What is the LC resonant frequency?
An LC circuit — also called a tank circuit — is a combination of an inductor (L) and a capacitor (C). When energy is allowed to flow between the two components it oscillates at a specific natural frequency called the resonant frequency. At resonance the inductive reactance equals the capacitive reactance and the circuit stores energy most efficiently. This frequency is the basis of radio tuners, oscillators, filters, and impedance-matching networks.

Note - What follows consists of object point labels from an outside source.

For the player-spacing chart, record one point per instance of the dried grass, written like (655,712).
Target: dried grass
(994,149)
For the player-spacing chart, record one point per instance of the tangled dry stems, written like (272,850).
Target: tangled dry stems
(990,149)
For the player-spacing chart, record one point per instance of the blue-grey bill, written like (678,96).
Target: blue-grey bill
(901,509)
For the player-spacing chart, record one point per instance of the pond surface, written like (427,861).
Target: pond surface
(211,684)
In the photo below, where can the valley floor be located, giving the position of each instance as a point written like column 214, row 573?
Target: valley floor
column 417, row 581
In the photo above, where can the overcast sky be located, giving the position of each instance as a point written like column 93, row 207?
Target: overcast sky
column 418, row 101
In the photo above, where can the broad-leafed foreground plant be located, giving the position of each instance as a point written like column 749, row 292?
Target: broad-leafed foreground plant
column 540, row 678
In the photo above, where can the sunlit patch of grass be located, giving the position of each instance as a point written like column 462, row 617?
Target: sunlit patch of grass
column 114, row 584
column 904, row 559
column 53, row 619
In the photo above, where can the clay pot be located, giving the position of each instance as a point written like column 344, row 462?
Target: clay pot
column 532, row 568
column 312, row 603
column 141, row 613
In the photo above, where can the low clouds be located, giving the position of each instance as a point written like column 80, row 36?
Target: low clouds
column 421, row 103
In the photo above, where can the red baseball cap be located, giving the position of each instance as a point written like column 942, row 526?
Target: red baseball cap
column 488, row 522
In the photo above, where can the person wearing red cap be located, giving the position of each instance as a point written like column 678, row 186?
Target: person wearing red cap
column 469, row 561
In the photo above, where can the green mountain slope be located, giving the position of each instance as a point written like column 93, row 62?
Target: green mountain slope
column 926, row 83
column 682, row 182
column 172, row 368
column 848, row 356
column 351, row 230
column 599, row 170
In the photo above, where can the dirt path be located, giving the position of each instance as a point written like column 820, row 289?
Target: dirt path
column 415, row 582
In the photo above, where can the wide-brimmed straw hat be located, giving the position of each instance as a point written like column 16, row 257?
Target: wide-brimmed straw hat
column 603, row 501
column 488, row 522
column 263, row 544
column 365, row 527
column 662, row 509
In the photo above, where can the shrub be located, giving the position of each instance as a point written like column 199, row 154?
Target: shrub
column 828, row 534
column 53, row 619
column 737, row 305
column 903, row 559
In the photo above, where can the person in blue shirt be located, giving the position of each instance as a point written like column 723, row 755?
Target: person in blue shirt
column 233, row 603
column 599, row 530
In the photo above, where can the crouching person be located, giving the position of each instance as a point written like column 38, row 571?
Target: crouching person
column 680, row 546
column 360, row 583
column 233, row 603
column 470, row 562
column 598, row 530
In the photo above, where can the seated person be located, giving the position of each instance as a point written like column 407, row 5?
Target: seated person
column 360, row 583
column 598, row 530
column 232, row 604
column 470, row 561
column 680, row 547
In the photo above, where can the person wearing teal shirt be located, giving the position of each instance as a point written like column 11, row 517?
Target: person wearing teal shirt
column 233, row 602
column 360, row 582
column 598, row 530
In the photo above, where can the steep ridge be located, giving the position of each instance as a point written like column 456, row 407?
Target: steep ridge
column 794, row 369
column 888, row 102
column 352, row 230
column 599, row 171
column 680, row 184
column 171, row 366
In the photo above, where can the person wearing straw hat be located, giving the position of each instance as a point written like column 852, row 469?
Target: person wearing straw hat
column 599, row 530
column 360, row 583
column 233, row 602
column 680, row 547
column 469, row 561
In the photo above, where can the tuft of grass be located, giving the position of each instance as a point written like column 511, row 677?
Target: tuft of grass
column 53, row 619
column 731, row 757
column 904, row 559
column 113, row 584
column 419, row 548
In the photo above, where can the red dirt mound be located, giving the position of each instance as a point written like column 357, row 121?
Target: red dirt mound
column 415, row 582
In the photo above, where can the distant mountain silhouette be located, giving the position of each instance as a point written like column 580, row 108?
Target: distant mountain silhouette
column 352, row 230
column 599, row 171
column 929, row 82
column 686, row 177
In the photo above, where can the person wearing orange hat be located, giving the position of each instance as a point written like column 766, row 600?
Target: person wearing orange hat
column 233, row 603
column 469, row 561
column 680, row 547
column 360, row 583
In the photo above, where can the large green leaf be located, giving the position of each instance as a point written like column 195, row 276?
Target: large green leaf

How to use this calculator
Enter the inductance value and pick its unit (H, mH, µH, or nH), then enter the capacitance value and pick its unit (F, µF, nF, or pF). The calculator converts both to base SI units, applies the resonance formula, and reports the frequency in Hz, kHz, and MHz, along with the angular frequency and the oscillation period.
The formula explained
The resonant frequency is given by $$f = \frac{1}{2\pi\sqrt{L\cdot C}}$$ where L is in henries and C is in farads. Larger inductance or capacitance lowers the frequency; smaller values raise it. The angular frequency \(\omega = 2\pi f = \frac{1}{\sqrt{LC}}\), and the period \(T = \frac{1}{f}\).
Worked example
Take \(L = 100\ \mu\text{H} = 0.0001\ \text{H}\) and \(C = 100\ \text{pF} = 1\times10^{-10}\ \text{F}\). Then \(L\cdot C = 1\times10^{-14}\), and \(\sqrt{L\cdot C} = 1\times10^{-7}\). So $$f = \frac{1}{2\pi \times 1\times10^{-7}} \approx \frac{1}{6.2832\times10^{-7}} \approx 1{,}591{,}549\ \text{Hz} \approx 1.59\ \text{MHz}$$ — squarely in the AM/medium-wave band.
FAQ
Does the calculator account for resistance? No. This is the ideal undamped resonant frequency. Real circuits with resistance resonate at a very slightly lower frequency, but the difference is negligible for high-Q circuits.
Can I solve for L or C instead? This tool solves for frequency. Rearranging, \(L = \frac{1}{4\pi^2 f^2 C}\) and \(C = \frac{1}{4\pi^2 f^2 L}\).
What units should I use? Any of the provided unit options — the tool converts everything to henries and farads internally, so mixing µH with pF works fine.